You must increase the size and numbers of air-nozzles much more to get that same needed number of oxygen molecules.
The air will be less dense. These air opening are no longer Jets, but flow allowing nozzles.
Then the downward distance they travel to the restriction plate is increased to allow for the needed residence time.
The benefits are the HOT, HOT energized air better reacts with the made mid and upper systems gases.
And you WILL use less solid wood fuel to create the needed internal heats.
The evolved found needed differences are to boost the incoming air so high.
Give the internal larger/longer space for the shifted biased combustion triad of Time-Tempurature-Turbulance.
And enable the internal metals to survive the abuse.
On your observation of my vehicle performs better at -10C . . . why?
I am convinced it is because really cold air cannot hold as much moisture. And excessive moisture thermally drags down woodgasifier performance.
Steve Unruh
7kg is a measurement of weight? How do you measure weight of air? I realize I’m kind’a dumb.
Steve, l agree with you. But also there is less moisture in the gas probably. Jan, do you collect more condensate in the cooler at this temp?
The thing is, at low pressure and relatively high temp, such as is our engine ready woodgas (cooled and filtered) it seems dry but in fact holds s lot of water vapour. 5-10% by volume to be exact, depending on specific situation. Thats a nother 5-10% balast added to all the nitrogen and unreacted CO2 we got in our woodgas.
Tone, exelnt explanation!
Its exactly this energy (air, fuel preheat) that turns the uncondensable 5-10% water vapour in our gas in to more hydrogen and CO.
Or, be lazy like me and mix some charcoal with the wood (sorry, l have to poke the wasp nest a bit😉), wich will get rid of the water without the complex heat exchangers and preheaters.
To be fair, this is cheating and l do loose overall wood efficiancy but at a bonus of more power and smaller, lighter, less complex gasifier.
Don, Tone did it the right, “chemist” way.

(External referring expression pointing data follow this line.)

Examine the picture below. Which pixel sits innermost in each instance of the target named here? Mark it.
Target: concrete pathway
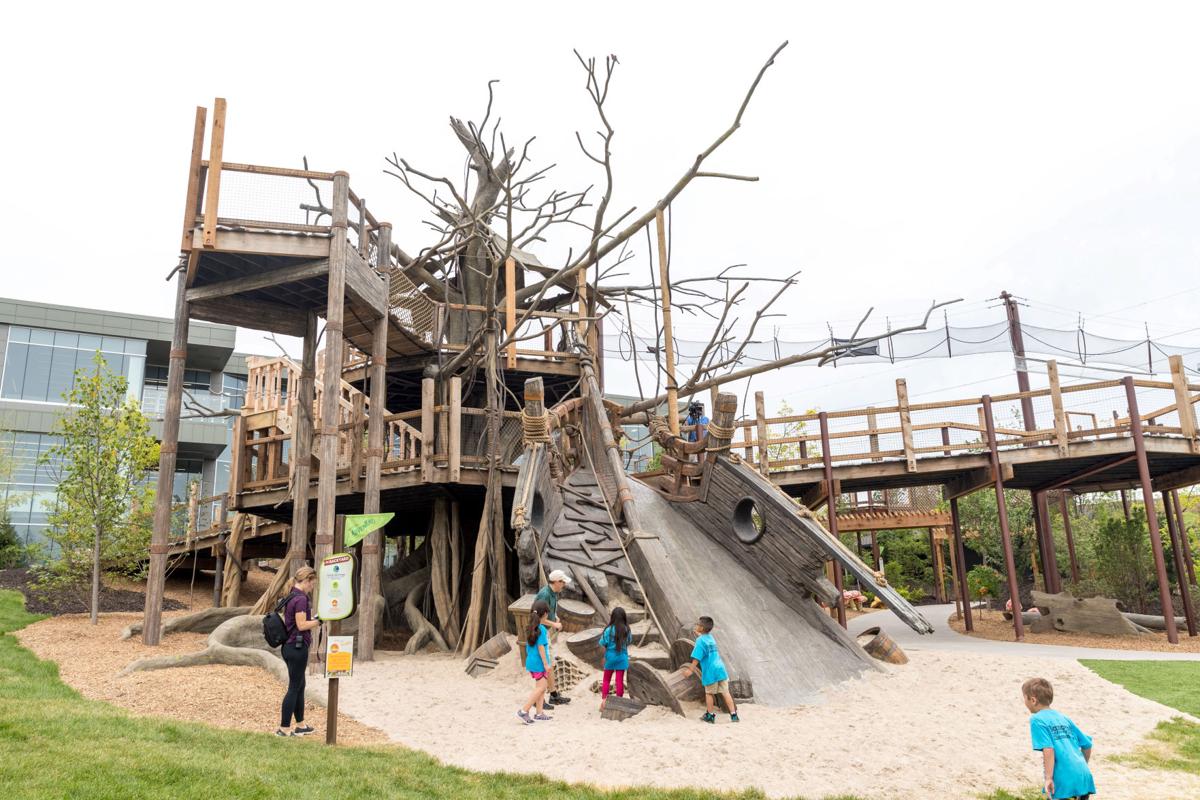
(946, 638)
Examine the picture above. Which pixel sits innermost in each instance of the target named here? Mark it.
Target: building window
(40, 365)
(30, 488)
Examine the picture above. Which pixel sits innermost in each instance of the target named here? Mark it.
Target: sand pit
(946, 722)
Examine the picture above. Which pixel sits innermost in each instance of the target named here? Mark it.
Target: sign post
(335, 602)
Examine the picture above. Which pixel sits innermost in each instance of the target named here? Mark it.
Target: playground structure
(388, 416)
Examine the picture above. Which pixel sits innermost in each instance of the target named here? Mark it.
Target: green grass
(1174, 745)
(55, 744)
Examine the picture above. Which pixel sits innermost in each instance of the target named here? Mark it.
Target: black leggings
(297, 659)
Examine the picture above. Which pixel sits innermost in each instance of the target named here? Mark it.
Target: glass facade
(40, 365)
(29, 487)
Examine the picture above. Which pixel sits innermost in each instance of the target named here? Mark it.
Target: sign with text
(335, 587)
(358, 525)
(340, 656)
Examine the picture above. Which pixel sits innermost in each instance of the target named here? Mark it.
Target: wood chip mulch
(241, 698)
(76, 600)
(995, 626)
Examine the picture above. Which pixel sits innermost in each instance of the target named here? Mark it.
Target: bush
(984, 582)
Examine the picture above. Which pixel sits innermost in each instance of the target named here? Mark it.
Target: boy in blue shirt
(1065, 749)
(712, 671)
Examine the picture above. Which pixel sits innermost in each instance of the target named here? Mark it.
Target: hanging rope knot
(534, 428)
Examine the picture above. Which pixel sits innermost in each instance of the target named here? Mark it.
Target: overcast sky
(906, 151)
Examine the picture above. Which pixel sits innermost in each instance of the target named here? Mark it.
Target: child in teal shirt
(712, 671)
(1065, 749)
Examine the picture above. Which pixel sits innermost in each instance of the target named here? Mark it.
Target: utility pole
(1041, 513)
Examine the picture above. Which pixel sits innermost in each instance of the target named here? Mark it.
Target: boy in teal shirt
(712, 671)
(1065, 749)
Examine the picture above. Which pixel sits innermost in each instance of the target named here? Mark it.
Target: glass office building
(45, 346)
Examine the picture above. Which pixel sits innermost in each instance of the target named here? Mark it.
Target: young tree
(101, 518)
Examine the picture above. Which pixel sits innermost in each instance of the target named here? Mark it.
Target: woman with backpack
(299, 621)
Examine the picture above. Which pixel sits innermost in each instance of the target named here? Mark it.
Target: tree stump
(881, 647)
(621, 708)
(1069, 614)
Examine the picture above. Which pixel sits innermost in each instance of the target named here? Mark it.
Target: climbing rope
(534, 427)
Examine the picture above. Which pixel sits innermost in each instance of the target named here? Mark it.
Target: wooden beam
(669, 337)
(760, 410)
(510, 308)
(303, 271)
(1060, 419)
(265, 244)
(253, 314)
(216, 152)
(893, 521)
(905, 423)
(429, 428)
(1179, 480)
(975, 480)
(193, 181)
(1183, 402)
(455, 444)
(364, 283)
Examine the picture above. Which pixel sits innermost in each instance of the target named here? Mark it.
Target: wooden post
(301, 447)
(760, 409)
(372, 546)
(960, 557)
(669, 337)
(1147, 493)
(455, 444)
(429, 428)
(1183, 536)
(832, 506)
(510, 308)
(873, 438)
(219, 570)
(1181, 576)
(1006, 537)
(192, 200)
(1069, 536)
(1183, 402)
(216, 155)
(1060, 417)
(331, 379)
(151, 621)
(905, 425)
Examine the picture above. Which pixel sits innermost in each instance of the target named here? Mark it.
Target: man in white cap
(549, 594)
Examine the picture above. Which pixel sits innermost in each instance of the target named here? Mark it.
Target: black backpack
(275, 629)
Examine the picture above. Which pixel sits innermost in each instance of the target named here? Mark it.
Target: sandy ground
(244, 698)
(995, 626)
(942, 723)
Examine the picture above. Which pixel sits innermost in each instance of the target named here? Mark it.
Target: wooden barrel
(493, 648)
(684, 686)
(575, 615)
(648, 685)
(586, 647)
(880, 645)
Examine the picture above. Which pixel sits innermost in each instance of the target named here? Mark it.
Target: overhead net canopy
(945, 342)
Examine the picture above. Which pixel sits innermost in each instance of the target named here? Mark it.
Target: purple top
(297, 602)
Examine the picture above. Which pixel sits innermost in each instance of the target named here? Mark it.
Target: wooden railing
(1066, 414)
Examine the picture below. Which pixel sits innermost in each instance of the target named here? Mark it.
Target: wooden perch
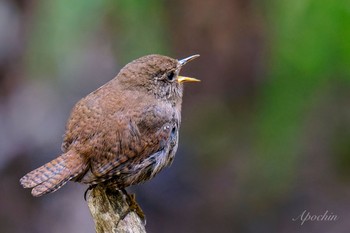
(114, 211)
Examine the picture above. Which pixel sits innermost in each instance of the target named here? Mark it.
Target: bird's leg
(133, 206)
(88, 189)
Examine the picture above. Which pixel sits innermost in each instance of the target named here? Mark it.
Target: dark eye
(171, 75)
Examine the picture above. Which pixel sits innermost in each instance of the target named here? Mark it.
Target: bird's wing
(130, 138)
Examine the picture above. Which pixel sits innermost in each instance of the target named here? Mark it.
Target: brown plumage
(123, 133)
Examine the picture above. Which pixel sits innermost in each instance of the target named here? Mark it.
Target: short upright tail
(53, 175)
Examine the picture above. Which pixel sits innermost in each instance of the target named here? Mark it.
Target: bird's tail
(53, 175)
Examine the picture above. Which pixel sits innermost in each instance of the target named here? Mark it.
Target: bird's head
(156, 75)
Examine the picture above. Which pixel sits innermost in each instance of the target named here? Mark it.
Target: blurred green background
(265, 135)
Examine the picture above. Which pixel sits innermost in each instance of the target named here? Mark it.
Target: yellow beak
(182, 79)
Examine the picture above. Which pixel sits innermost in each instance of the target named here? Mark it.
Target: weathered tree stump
(112, 211)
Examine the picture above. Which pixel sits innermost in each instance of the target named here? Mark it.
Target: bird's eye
(171, 76)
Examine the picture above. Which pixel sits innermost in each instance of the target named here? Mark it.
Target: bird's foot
(133, 206)
(88, 189)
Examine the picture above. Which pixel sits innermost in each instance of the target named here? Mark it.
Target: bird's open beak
(182, 79)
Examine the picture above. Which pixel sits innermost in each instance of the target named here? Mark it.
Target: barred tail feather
(53, 175)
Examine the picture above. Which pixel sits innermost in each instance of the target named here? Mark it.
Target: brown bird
(123, 133)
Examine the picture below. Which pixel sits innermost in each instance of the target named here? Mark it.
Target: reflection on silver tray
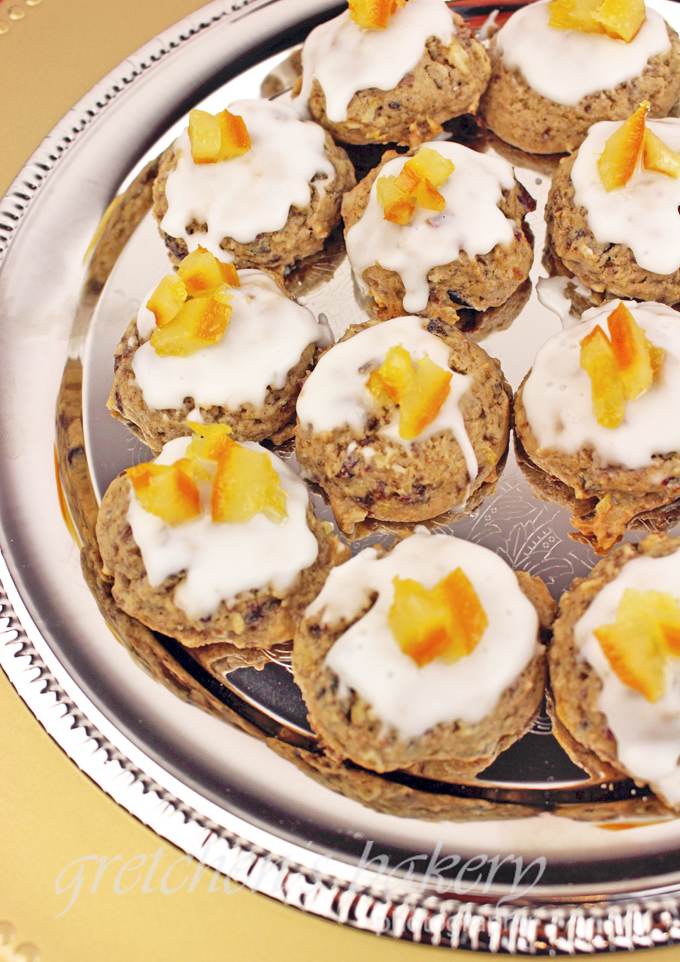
(272, 828)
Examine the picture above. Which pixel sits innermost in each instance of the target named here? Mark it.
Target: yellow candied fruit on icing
(446, 622)
(201, 271)
(638, 643)
(167, 491)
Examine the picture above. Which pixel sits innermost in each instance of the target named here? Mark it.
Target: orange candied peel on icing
(445, 622)
(419, 392)
(374, 14)
(631, 144)
(618, 19)
(217, 137)
(192, 309)
(621, 366)
(638, 644)
(415, 185)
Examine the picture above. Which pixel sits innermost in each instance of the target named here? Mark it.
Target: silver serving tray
(536, 884)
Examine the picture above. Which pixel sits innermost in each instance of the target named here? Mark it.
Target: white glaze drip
(251, 194)
(344, 58)
(335, 393)
(368, 659)
(647, 734)
(472, 222)
(265, 337)
(558, 397)
(643, 215)
(222, 560)
(567, 65)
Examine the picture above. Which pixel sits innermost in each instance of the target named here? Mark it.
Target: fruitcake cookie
(614, 666)
(273, 201)
(597, 417)
(393, 79)
(624, 240)
(398, 424)
(550, 84)
(214, 542)
(248, 376)
(461, 243)
(426, 658)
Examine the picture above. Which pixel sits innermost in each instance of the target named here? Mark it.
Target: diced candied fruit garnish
(397, 207)
(646, 631)
(199, 323)
(167, 491)
(420, 405)
(597, 359)
(631, 352)
(622, 151)
(201, 271)
(246, 483)
(445, 622)
(235, 139)
(373, 14)
(658, 156)
(167, 299)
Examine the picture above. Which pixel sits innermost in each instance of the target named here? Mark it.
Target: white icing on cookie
(472, 222)
(265, 337)
(643, 215)
(368, 658)
(344, 58)
(251, 194)
(335, 393)
(222, 560)
(558, 397)
(647, 734)
(567, 65)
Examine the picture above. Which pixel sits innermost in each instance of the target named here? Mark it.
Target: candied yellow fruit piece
(622, 151)
(167, 299)
(199, 323)
(638, 643)
(201, 271)
(445, 622)
(167, 491)
(246, 483)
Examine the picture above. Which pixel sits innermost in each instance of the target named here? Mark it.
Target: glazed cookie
(392, 85)
(608, 474)
(357, 441)
(379, 689)
(473, 253)
(244, 580)
(614, 669)
(269, 207)
(249, 379)
(624, 241)
(549, 86)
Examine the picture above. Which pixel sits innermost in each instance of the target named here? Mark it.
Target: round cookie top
(368, 658)
(251, 194)
(567, 65)
(336, 393)
(557, 393)
(219, 560)
(345, 58)
(647, 733)
(643, 215)
(264, 339)
(471, 222)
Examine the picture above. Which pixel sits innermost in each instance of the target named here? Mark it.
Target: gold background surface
(51, 53)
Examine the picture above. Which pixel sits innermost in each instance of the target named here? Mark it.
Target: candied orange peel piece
(415, 185)
(419, 392)
(446, 622)
(217, 137)
(638, 644)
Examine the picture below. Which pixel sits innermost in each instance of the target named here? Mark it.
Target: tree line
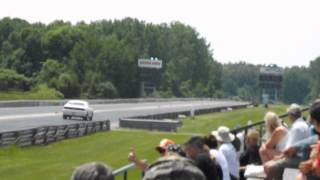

Volume of air changes drasticly by pressure and temperature but mass is always the same. The A/F ratio meter on your dash does this too, the number 1/14.7 (stechiometric) means 1kg petrol is consuming 14.7kg of air.
To get volune of air, the mass of air is multiplyed by 1.3 and you get cubic meters. Roughly.
Jan, you asked a simple question, but the answer is not so simple, but it tells a lot about how to design a hot zone. If the air is heated from 20 to 500°C, its volume increases by 2.6 times, and the viscosity also increases by 2 times, which means 5 times more resistance at a certain opening - the nozzle. My new gasifier should have a pressure drop of about 20 mbar at the nozzles when producing gas for about 30 kW. I personally intentionally sacrifice such a pressure loss here, because it allows for a “controlled” expansion and contraction of the glowing zone. How does this pressure loss affect the engine’s output power? With a CR 1:13 engine, this is negligible. In a tractor, the vacuum gauge while driving shows -0.1 bar at high rpm of 2500/min and a fully open throttle (this is the vacuum just before the intake valves), and at idle it shows -0.6 bar, so a drop of 0.02 bar represents only 20% at 0.1 bar, the rest of the resistance is elsewhere in the system.
Thanks for the answer Tone, I learned something new today.
Next question for all of you, has anyone measured how hot the intake air is with a probe inserted into the air stream?
I emptied the container from the coolers and from the hopper yesterday.
From the coolers I got about 1-2 liters and from the hopper about 7 -8 liters, about as usual.
Jan, it is impossible to measure the air temperature at the nozzle of my gasifier, it is a complicated labyrinth through which the air travels. If you imagine the glowing tip of the nozzle through which the air enters, all the superheated metal of the hot zone along which the air travels, you can conclude that the air gets very hot before entering the process (I personally think it has a higher temperature than 500°C. Here is a picture when I emptied the smaller gasifier after a test run, the nozzle below was glowing.
Now I got curious again, don’t you have any nozzles above the throttle?